Ich war damals noch sehr jung und alles hat mich nur am Rande berührt. Aber es stimmt mit meiner Erinnerung absolut überein, dass die Aufarbeitung der NS-Zeit ganz ohne ´68 bereits im Gange war. Ich besuchte die Realschule und ohne das Thema „Nationalsozialismus“ konnte man keine Abschlussprüfung in Geschichte machen, diese Prüfung war Pflicht. Ich besitze immer noch ein „Grundwissen Geschichte, Klett-Verlag“ aus dieser Zeit mit meinen entsprechenden Anmerkungen in unausgereifter Schrift, wir wurden eben intensiv auf die Prüfung vorbereitet. Erst einige Jahre später war auf einmal alles „faschistisch“, wenigstens „protofaschistisch“.

WandererX
2 Jahre her
Antworten an  Monika Medel

naja, bei mir in Bayern wurde die NS- Zeit Mitte der 1970er Jahre vom Geschichtslehrer (Reserveoffizier) ausgespart – es war aber sein persönliches Ding, im Lehrpan war das natürlich enthalten. Beginn der breiten Diskussion war der Ausschwitz- Prozess in 1962, sicher nicht 1968. Es war auch Thema in unserer Familie um 1964. Die nächtse Welle war dann erst der Holocaust- Film im TV in ca 1985, überhaupt nicht 1968, auch wenn die Alten als Nazis beschimpft wurden. Mit dem Jahr 1985 wurde es dann Dauerthema der Medien, Höhepunkt war die Zeit 1991- 2005, fortgesetzt bis ca 2010 – 15. Heute… Mehr

Klaus Kabel
2 Jahre her

Zuerst waren die Juden die Hätschelkinder der Linken, bis sie merkten, dass sich die Juden selbst gegen die Araber wehren konnten. Danach schlug das Pendel um und die Linken nahmen sich die Palästinenser als Opfergruppe.

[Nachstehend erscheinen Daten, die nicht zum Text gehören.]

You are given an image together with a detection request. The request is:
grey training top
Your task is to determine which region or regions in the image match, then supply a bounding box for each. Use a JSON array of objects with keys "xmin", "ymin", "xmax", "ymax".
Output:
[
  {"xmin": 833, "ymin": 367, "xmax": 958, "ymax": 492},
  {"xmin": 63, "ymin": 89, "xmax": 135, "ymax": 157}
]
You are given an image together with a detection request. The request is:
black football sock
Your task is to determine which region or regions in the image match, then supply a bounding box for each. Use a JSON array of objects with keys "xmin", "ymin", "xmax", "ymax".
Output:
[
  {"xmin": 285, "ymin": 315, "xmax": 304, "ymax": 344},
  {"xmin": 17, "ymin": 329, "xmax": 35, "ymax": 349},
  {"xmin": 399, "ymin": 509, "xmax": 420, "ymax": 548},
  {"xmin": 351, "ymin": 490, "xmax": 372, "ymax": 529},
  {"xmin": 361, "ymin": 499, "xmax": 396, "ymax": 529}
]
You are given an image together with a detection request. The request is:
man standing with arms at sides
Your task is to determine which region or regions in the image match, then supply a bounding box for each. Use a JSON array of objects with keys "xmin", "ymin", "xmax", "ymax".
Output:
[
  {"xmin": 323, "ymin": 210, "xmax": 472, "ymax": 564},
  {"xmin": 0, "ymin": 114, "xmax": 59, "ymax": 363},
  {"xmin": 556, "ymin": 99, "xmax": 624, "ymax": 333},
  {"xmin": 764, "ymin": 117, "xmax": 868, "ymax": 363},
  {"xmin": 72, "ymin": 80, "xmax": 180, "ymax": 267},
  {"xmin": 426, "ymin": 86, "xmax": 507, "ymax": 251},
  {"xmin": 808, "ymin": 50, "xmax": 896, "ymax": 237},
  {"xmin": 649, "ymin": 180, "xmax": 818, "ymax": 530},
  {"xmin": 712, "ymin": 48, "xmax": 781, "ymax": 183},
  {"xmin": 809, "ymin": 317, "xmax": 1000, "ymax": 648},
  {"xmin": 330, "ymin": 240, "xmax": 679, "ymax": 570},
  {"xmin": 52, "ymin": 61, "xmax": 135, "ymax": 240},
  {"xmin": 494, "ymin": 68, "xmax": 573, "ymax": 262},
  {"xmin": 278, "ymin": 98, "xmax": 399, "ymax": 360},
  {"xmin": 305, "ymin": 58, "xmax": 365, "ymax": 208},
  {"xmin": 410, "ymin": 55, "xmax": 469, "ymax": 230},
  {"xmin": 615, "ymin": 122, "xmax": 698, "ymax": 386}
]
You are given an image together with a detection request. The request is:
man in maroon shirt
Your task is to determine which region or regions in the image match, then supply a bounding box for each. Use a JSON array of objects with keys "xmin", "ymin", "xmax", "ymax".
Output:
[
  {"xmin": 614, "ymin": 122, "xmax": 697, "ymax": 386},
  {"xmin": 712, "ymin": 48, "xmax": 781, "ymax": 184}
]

Last edited 2 Jahre her by Klaus Kabel
Monika Medel
2 Jahre her
Antworten an  Klaus Kabel

Das ist richtig. Die Sowjetunion hat Israel noch vor den USA diplomatisch anerkannt, dies, obwohl damals in Stalins Reich Juden massiv verfolgt wurden. Als Golda Meir seinerzeit in Moskau war, besuchte sie auch die Hauptsynagoge. Dazu muss man wissen, dass das jüdische religiöse Leben unter schwerem Druck stand und es nur wenige Alibisynagogen gab. Meir meinte das gut, es kam jedoch zu starken Sympathiekundgebungen junger Juden für sie – offiziell hatten die natürlich Sowjetpatrioten zu sein. Der Geheimdienst war aber auch da und fotografierte. Für die so Abgelichteten war das gar nicht gute Folgen.

Lux Patria
2 Jahre her

Ich empfinde eine gewisse Genugtuung. Ich hoffe, ich erlebe noch die Zeit, in der sich dieser 68er-Spuk in Luft auflöst und seine Ächtung findet.